We are currently running the Open edX Quince release in our production environment, using a single-server installation managed through Tutor (t2.xlarge EC2 instance). While the platform generally works well, we’ve encountered a significant issue during batch enrollment operations.
Our LMS is designed for institutions where self-enrollment is disabled, and all courses are invitation-only. Instructors frequently use the batch enrollment feature from the Instructor tab > Membership to enroll large groups of students (500+ per batch).
From what I saw on AWS an t2.xlarge EC2 instance has 4 CPUs and 16GB of RAM.
From my experience it’s too small instance to deploy and have a responsive platform for multiple users.
But if you don’t have enough money to have more hardware, you can try to limit the amount of celery worker of the lms-worker and cms-worker, for example by adding the --concurrency=1 so only a worker per service would be started up instead of start a worker per CPU (default behavior of celery).

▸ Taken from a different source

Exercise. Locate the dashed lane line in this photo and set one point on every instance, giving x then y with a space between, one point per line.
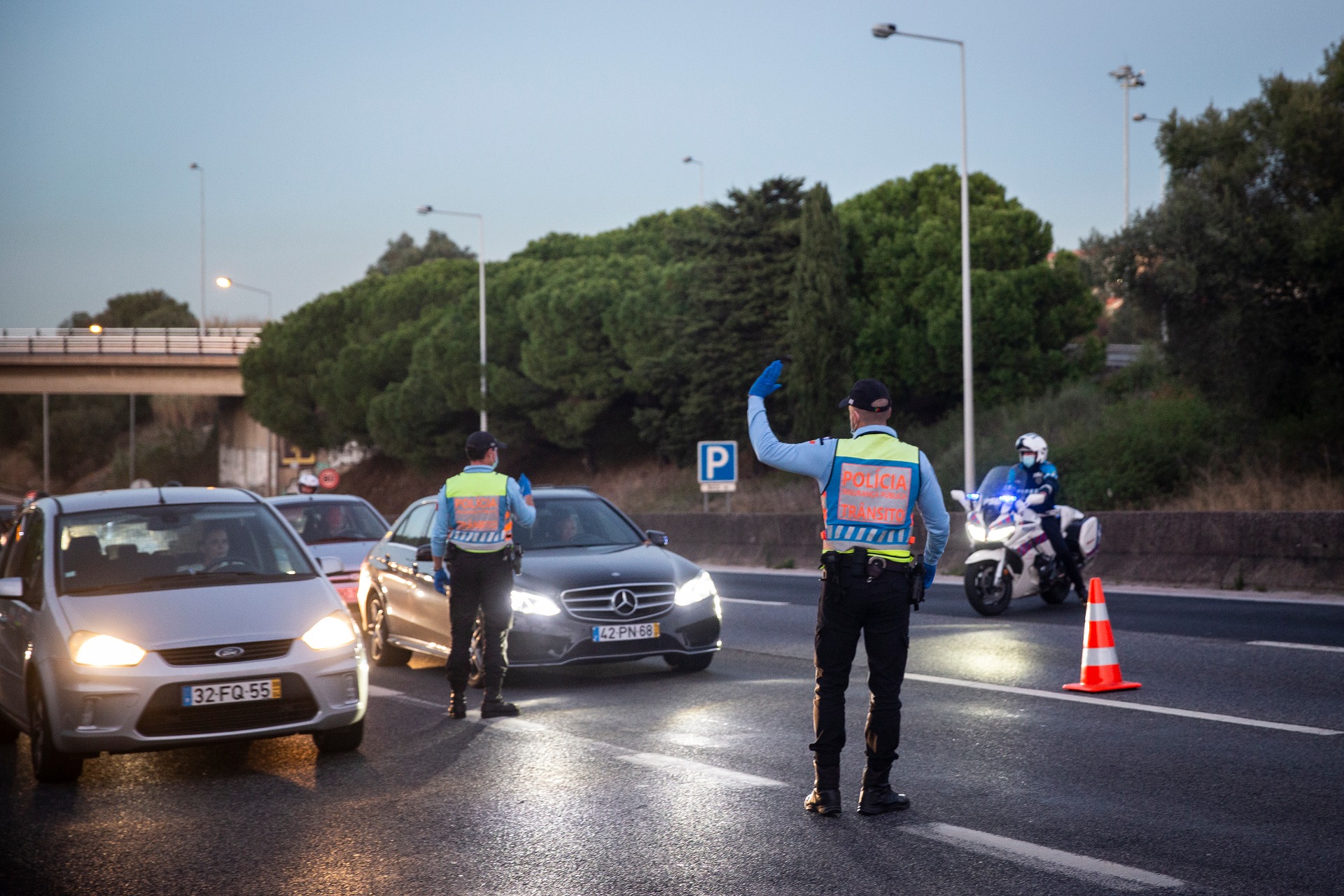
1096 871
1018 850
1296 647
1119 704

You would need to create a Tutor plugin that would add the --concurrency=1 to both LMS_WORKER_COMMAND and CMS_WORKER_COMMAND.
The consequence of adding it would be that you limite the amount on asynchornous tasks that you platform would execute, but they would be more performant for your online users. The batch enroll would take more time to complete; other impact is that the password recover process won’t work rapidly or the course progress won’t catch up rapidly after your learners has completed some tests/exams or your course certificates could take more time to complete.
To mitigate it you could create another Tutor plugin to add more lms-workers with --concurrency=1, one for each celery queue that edx-platform uses.
Thank you for your suggestion. We have also scaled up resources, such as upgrading to t2.2xlarge instances. However, we’ve observed that the batch enrollment task is not being executed in the background using Celery. As a result, this task does not get routed to the lms-worker and remains unaffected by changes in the worker configuration.
This behavior means that until the batch enrollment task is completed, all other requests are blocked. Additionally, during this time, we’ve noticed minimal increases in CPU or RAM utilization.
Please let me know if you have any suggestions for it.
the T instances are not optimized CPU heavy tasks, try the M or C instances to see if it’s better.
Or you can try to inspect the code and change it to split the batch into multiple smaller chunks and iterate through it with a delay between chunks.